After seeing the film, an intimate family drama, the steely-eyed director pronounced that the work was like ‘a chip off the old block.’ To which his grateful daughter replied, ‘more like a shard.’
The younger Eastwood was relaxed and informative at a press conference on Friday morning, joined by her actors Kevin Bacon, Marcia Gay Harden and Miles Heizer.
Eastwood was raised as a movie brat on the set of many of her father’s productions, making an impressive acting debut in the 1984 Eastwood film Tightrope when she was 12. Following the dictum of her father, she ‘surrounded herself with good people’ while making Rails and Ties — members of Clint’s crew including DOP Tom Stern and editor Gary D. Roach, her brother Kyle and actors Bacon and Harden.
Both Bacon and Harden were impressed by Eastwood’s direction, which allowed them to deliver natural, honest performances. ‘She’s inherited stuff from her pop,’ observed Harden.

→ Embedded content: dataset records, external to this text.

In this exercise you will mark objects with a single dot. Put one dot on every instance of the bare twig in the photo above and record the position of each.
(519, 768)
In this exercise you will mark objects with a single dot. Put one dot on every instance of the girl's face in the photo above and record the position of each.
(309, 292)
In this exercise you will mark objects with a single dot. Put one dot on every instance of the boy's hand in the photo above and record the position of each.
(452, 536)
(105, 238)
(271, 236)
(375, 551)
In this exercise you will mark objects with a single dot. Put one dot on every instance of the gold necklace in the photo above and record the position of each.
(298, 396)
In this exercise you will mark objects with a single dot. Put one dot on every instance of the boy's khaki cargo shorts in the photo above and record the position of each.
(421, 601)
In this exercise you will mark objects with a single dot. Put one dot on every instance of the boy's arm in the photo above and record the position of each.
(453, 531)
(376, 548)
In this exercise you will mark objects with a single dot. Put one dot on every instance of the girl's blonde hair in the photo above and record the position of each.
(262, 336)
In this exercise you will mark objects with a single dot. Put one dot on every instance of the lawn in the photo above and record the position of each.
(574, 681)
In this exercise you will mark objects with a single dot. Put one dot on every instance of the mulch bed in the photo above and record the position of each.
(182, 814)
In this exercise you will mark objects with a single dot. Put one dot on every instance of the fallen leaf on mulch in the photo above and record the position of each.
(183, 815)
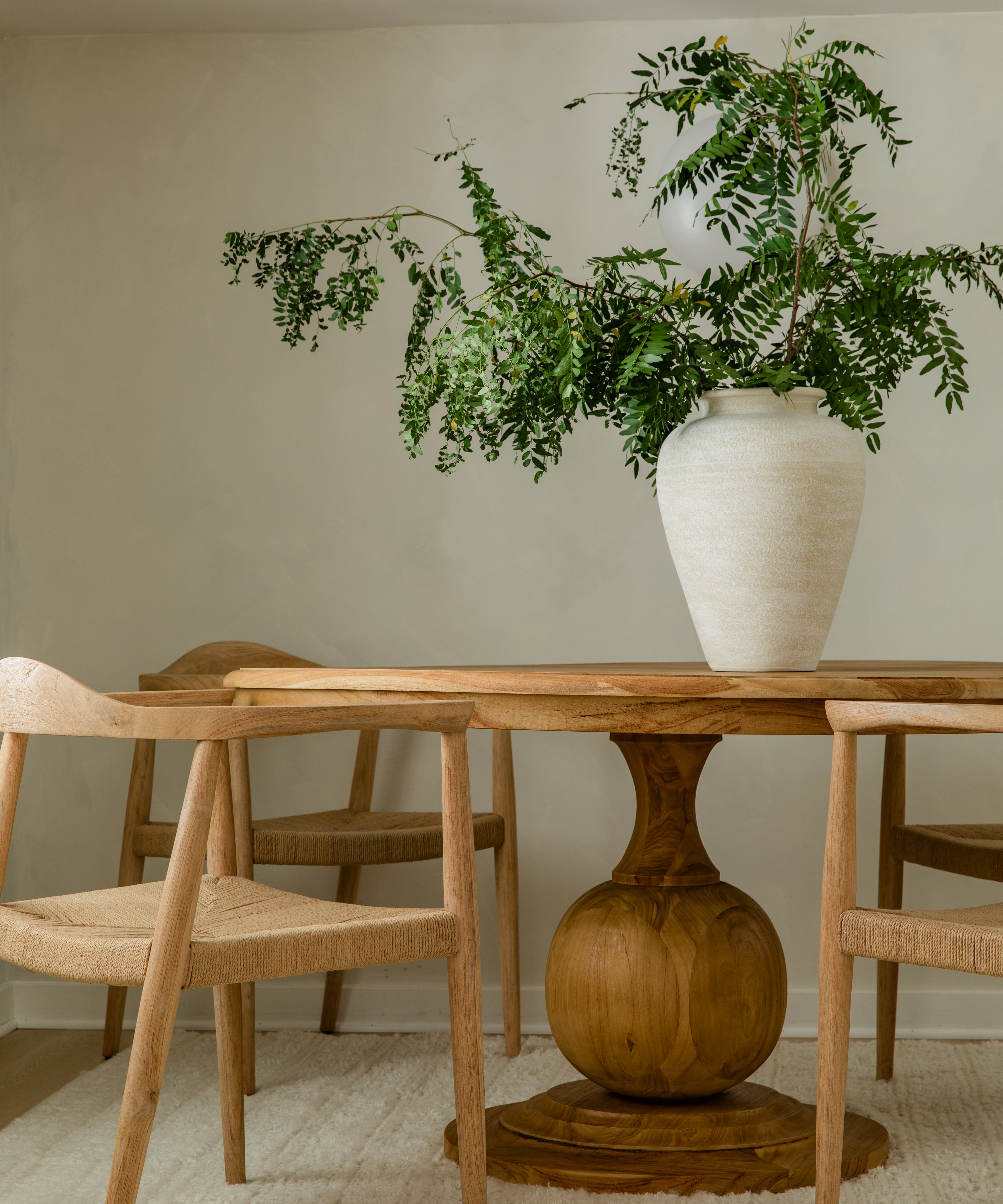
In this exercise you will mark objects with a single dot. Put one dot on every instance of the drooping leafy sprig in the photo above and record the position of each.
(813, 302)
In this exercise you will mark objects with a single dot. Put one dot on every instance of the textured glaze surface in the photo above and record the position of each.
(761, 499)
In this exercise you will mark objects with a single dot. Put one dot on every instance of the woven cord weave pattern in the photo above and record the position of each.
(969, 940)
(244, 932)
(340, 838)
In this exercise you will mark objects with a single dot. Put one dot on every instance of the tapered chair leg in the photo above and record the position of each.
(130, 873)
(834, 1053)
(465, 1020)
(836, 970)
(244, 841)
(164, 977)
(508, 888)
(359, 800)
(229, 1053)
(890, 895)
(334, 983)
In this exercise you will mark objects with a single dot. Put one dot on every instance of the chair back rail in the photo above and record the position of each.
(206, 666)
(894, 718)
(180, 697)
(226, 655)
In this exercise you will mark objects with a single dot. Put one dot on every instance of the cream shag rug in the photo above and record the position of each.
(358, 1119)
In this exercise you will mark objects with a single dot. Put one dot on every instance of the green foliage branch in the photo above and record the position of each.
(814, 300)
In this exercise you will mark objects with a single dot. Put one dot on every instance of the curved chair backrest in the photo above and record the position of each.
(204, 667)
(884, 718)
(38, 700)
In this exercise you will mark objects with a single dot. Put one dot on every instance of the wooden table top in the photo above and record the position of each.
(875, 681)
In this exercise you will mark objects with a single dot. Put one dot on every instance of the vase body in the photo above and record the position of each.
(761, 499)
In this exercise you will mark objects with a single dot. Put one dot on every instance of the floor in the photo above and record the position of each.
(37, 1062)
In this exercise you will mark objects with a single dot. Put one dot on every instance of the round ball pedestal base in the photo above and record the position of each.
(667, 989)
(684, 1170)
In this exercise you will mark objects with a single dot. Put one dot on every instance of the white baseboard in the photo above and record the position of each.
(295, 1003)
(958, 1015)
(289, 1003)
(8, 1021)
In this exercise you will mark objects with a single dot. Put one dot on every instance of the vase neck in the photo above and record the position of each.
(760, 401)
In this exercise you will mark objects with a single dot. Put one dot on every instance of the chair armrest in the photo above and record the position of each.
(226, 723)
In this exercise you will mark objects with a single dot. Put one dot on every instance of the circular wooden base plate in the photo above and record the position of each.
(582, 1113)
(773, 1166)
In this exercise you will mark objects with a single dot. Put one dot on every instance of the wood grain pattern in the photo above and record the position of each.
(836, 970)
(580, 1113)
(35, 697)
(244, 842)
(539, 713)
(229, 1055)
(459, 886)
(13, 753)
(130, 871)
(666, 992)
(920, 681)
(359, 800)
(878, 718)
(165, 973)
(775, 1168)
(665, 848)
(890, 895)
(224, 655)
(508, 889)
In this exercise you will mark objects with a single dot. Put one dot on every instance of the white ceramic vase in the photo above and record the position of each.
(761, 498)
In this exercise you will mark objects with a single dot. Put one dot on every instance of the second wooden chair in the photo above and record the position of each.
(973, 851)
(969, 940)
(350, 837)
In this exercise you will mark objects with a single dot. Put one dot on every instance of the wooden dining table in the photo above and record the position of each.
(666, 988)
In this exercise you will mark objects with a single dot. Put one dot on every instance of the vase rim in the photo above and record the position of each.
(800, 392)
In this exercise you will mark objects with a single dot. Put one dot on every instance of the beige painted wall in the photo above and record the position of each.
(173, 474)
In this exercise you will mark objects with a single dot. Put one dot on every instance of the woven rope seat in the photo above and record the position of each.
(972, 849)
(244, 932)
(969, 940)
(340, 838)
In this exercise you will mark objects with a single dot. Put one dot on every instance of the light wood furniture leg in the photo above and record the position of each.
(836, 970)
(646, 977)
(890, 895)
(244, 837)
(11, 765)
(359, 800)
(229, 1055)
(508, 888)
(164, 978)
(130, 872)
(222, 857)
(465, 1020)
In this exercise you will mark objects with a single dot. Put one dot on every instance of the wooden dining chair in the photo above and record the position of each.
(350, 837)
(222, 930)
(973, 851)
(969, 940)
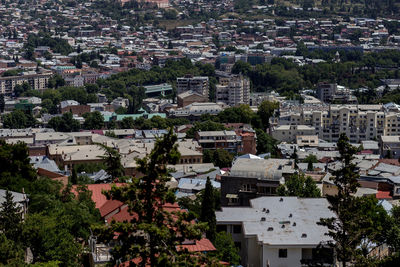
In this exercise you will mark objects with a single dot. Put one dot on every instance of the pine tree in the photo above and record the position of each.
(344, 228)
(208, 211)
(2, 103)
(74, 176)
(113, 162)
(153, 236)
(10, 218)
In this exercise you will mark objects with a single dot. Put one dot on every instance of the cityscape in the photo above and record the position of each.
(254, 133)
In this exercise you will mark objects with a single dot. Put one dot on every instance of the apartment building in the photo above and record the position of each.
(250, 178)
(196, 84)
(37, 81)
(227, 140)
(359, 122)
(278, 231)
(233, 90)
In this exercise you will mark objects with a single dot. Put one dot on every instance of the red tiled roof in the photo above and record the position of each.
(383, 195)
(109, 207)
(200, 246)
(97, 196)
(390, 161)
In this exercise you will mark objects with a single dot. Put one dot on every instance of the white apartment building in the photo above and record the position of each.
(277, 231)
(36, 81)
(233, 91)
(359, 122)
(196, 84)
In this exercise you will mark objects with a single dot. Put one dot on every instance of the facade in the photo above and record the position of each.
(289, 133)
(227, 140)
(390, 146)
(359, 122)
(277, 231)
(250, 178)
(194, 111)
(326, 91)
(189, 97)
(36, 81)
(196, 84)
(233, 91)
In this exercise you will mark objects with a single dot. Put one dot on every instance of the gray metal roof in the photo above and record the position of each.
(298, 215)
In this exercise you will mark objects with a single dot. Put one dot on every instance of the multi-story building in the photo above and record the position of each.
(227, 140)
(194, 111)
(233, 90)
(196, 84)
(278, 231)
(37, 81)
(250, 178)
(358, 122)
(325, 91)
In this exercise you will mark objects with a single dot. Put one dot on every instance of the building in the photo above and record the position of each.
(37, 81)
(227, 140)
(278, 231)
(253, 177)
(159, 89)
(289, 133)
(326, 91)
(196, 84)
(190, 97)
(390, 146)
(358, 122)
(194, 111)
(233, 90)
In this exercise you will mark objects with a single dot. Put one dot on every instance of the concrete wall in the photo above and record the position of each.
(272, 255)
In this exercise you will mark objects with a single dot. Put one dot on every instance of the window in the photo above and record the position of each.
(282, 253)
(237, 229)
(238, 245)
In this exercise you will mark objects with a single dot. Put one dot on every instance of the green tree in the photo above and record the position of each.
(300, 186)
(2, 103)
(266, 143)
(146, 196)
(10, 218)
(112, 160)
(65, 123)
(208, 211)
(265, 110)
(310, 160)
(344, 229)
(226, 249)
(93, 120)
(16, 172)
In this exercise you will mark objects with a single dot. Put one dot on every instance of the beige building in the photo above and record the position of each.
(233, 91)
(289, 133)
(36, 81)
(359, 122)
(196, 84)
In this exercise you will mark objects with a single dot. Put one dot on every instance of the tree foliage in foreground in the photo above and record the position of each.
(153, 235)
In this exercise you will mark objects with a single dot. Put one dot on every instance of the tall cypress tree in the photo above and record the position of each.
(344, 228)
(10, 218)
(153, 236)
(208, 211)
(2, 103)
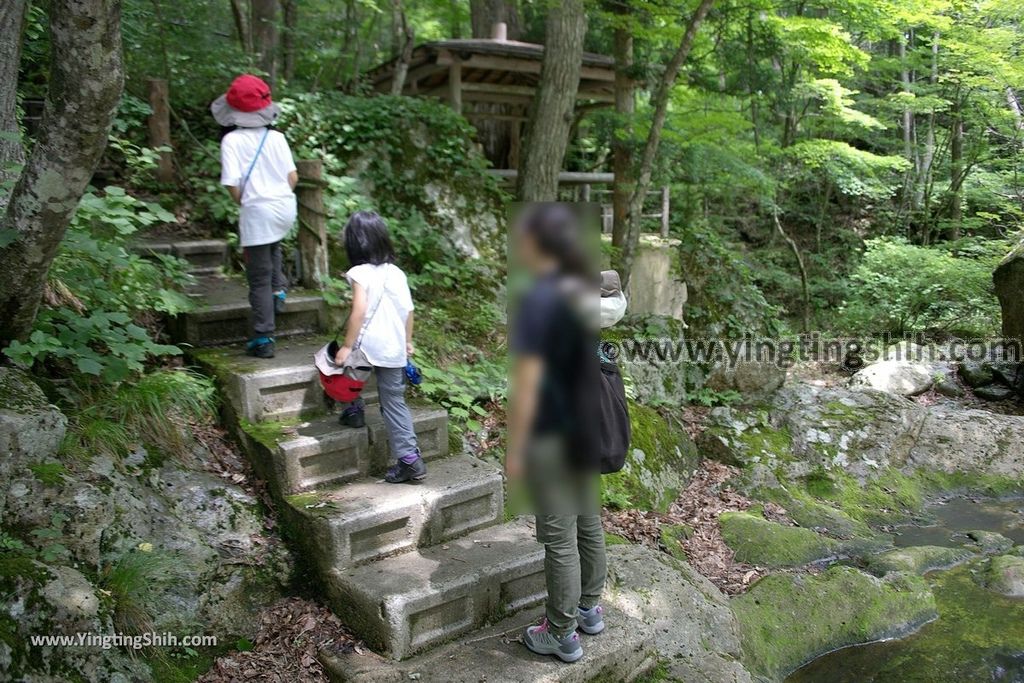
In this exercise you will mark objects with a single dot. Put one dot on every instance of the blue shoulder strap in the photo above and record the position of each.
(245, 179)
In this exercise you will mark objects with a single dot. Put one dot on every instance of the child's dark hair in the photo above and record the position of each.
(367, 240)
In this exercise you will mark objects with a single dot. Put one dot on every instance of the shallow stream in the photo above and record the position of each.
(978, 636)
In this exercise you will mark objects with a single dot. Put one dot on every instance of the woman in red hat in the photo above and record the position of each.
(257, 168)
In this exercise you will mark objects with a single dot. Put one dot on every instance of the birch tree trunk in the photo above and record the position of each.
(86, 80)
(551, 121)
(659, 100)
(12, 14)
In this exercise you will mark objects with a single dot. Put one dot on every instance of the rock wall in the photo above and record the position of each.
(148, 543)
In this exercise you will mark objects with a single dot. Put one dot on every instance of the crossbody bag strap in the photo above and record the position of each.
(245, 178)
(373, 311)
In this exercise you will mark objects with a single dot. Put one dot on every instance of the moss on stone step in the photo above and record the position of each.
(787, 620)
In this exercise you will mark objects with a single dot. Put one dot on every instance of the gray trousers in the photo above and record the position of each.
(568, 524)
(397, 417)
(266, 275)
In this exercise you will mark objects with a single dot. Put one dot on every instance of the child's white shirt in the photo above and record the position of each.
(384, 339)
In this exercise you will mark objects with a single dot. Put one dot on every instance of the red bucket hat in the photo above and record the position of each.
(249, 93)
(247, 103)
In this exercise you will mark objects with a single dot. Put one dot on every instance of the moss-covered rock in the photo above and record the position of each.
(916, 559)
(758, 541)
(1006, 575)
(662, 460)
(989, 543)
(787, 620)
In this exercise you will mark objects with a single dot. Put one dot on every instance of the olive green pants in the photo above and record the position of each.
(568, 524)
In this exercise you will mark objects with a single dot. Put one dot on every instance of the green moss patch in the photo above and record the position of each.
(916, 559)
(659, 463)
(758, 541)
(787, 620)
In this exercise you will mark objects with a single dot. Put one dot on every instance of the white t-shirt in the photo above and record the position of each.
(267, 201)
(384, 339)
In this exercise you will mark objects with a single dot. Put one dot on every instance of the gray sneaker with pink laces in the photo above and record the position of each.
(540, 639)
(591, 621)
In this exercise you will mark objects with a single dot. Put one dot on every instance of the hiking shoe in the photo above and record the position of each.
(261, 347)
(540, 639)
(352, 418)
(401, 472)
(591, 621)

Taking another cue from her father, Eastwood set out to create, ‘a great feeling and tone for the cast and crew… Not to be too cosmic about it, but the camera picks up… on how the [environment is on the] set.’
Rails and Ties is a drama in which Bacon plays a train conductor who accidentally causes the death of a teenaged boy’s mother. Playing the lad is neophyte actor Heizer, who won Eastwood over when he told her confidently that ‘he would do his best’ in every scene of the movie. Bacon enjoyed the script by Micky Levy, which allowed ‘two dysfunctional families’ to help each other.
Eastwood and her leads may differ on their enjoyment of watching the completed Rails and Ties. ‘I don’t go back and watch films,’ claims Harden, despite her many acting triumphs. Neither does Bacon, who compared looking at his old movies to hearing ‘fingernails on a blackboard.’ He likes to watch his completed films once by himself and once with an audience. ‘Then I kiss it goodbye.’
For Eastwood, the response to the film is more important. Speaking again of her father, she said, ‘I want to make him proud.’